For a segment of our community that have little time and money, the pressure on families is immense just to fulfil the basic needs for their baby. While Australian families struggle, pallets of this precious formula is leaving Australia shores destined for overseas where one tin of Australian baby formula in China can now fetch over $100 (with a local retail prices between $20-30).
This profiteering is directly at the cost of Australian babies, but also has effects across the broader community. A recent Sydney Morning Herald article estimates that in the first half of 2015 $27 million worth of a single brand was bought in Australia – often by Chinese tourists – for onsale in China. At over 200% profit, these underground export businesses are foreseeably making millions of dollars on this emerging black market. This means that while Australian families struggle under austerity measures in the rush to budget surplus, precious goods are leaving our shores untaxed and possibly may be facilitating crimes against the Anti-Money Laundering and Counter Terrorism Financing Act 2007.
This very same problem has been known to other countries around the globe and we can learn from their experience to act quickly and effectively in Australia. Due to the overwhelming demand and commercial profit that can be made, retailers and suppliers cannot resolve this problem alone nor can security at our local shopping centres be the front line. In each instance, governments in parallel have imposed shipping limits to the number of tins individuals can send overseas for personal use. Hong Kong imposed a limit of 1.8kg and the UK 6 tins, each with a maximum of 900g. In addition fines or even jail time could be considered.
Local suppliers are trying hard to keep up with demand; supermarkets have imposed restrictions between 2-4 tins per person, per day trying manage this demand in the last month; but the shelves are still bare for key premium brands such as Bellamys Organic, Karicare and Aptomil. Some people of the community may argue why parents cannot change brands to satisfy their baby’s needs. Outcomes for a change include refusal, allergic reactions, intolerences and any transition with a baby takes time (and often no sleep!)

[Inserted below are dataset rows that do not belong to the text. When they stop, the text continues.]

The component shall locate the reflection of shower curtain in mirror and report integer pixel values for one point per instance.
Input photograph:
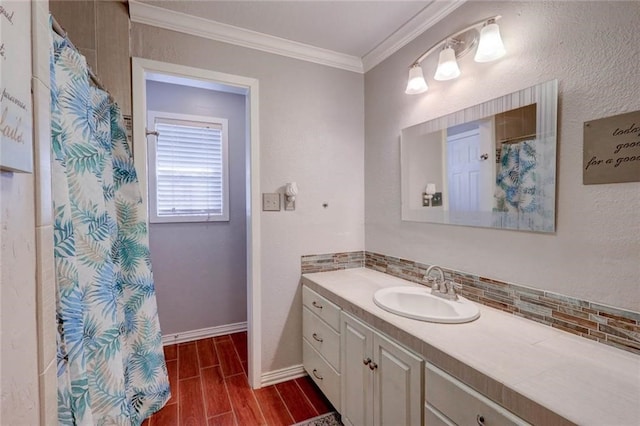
(111, 367)
(516, 178)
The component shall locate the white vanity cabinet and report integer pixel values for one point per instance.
(382, 382)
(321, 343)
(450, 402)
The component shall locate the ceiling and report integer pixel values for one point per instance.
(351, 27)
(362, 31)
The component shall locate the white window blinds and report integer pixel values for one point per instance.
(190, 171)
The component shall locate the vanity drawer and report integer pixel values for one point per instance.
(461, 404)
(320, 306)
(322, 337)
(433, 417)
(327, 379)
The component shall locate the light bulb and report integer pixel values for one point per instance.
(416, 83)
(490, 46)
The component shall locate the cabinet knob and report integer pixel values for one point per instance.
(315, 373)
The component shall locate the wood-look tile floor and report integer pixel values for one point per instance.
(209, 387)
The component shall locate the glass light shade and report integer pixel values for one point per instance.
(417, 83)
(291, 189)
(490, 46)
(447, 65)
(430, 189)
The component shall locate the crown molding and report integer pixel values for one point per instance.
(428, 17)
(177, 21)
(147, 14)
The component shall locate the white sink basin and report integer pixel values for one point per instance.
(418, 303)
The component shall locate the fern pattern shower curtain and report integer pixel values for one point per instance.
(111, 367)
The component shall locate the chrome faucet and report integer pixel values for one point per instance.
(441, 288)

Urgent action is required by our government to safeguard food supply for our children through initiatives such as:
1) Education for suppliers and retailers to ensure that the health of Australian babies is prioritised over profit, and programs that incentivise and provide recognition for companies actively working to address this crisis.

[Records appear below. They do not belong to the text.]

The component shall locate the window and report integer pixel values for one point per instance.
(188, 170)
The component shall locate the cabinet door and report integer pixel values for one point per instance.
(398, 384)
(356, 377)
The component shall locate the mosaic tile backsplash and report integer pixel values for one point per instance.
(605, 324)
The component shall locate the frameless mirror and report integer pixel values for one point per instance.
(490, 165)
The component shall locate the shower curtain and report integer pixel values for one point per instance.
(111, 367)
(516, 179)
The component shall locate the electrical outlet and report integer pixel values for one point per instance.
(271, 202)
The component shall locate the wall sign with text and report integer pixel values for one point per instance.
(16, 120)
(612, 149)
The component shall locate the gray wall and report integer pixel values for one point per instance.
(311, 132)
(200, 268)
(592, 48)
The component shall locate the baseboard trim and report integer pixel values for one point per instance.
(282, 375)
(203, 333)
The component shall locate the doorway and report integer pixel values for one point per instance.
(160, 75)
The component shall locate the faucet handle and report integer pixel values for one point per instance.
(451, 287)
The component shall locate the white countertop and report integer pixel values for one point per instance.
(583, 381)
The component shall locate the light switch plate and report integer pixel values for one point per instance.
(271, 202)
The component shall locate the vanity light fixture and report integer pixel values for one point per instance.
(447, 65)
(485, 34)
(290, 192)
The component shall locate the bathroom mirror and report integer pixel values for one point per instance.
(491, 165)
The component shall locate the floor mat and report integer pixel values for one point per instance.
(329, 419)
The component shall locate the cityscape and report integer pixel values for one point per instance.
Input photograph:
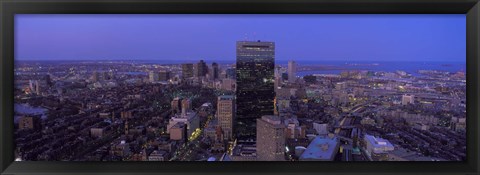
(253, 107)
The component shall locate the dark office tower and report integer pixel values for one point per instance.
(255, 85)
(231, 73)
(187, 70)
(202, 68)
(215, 70)
(164, 75)
(48, 79)
(95, 76)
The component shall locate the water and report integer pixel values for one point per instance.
(25, 109)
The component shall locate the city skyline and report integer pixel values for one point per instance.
(299, 37)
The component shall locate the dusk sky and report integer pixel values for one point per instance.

2) Amendment to the Export Control Act 1982 to reduce single commercial consignment limits of baby formula from 10kg to at least 5kg or below so that individuals sending over 5kgs (approx. 6 tins) will need to register and provide export documentation for their goods. In addition we implore the government to strongly enforce 12 month imprisonment if an individual exceeds these limits and 5 years imprisonment if they provide false information to an authorised officer. We ask the government to refer to case studies from other countries such as Hong Kong, UK and Europe who have had a similar situations occur and have supported retailer restrictions to manage the situation quickly with fines, shipping limitations and jail time.
3) An inquiry into the amount of baby formula being sent overseas from Australia, the cost to Australian families and to Australian taxpayers
I call upon our Government to take action in the interest of the Australia people and more importantly the most vulnerable members of our community – our babies.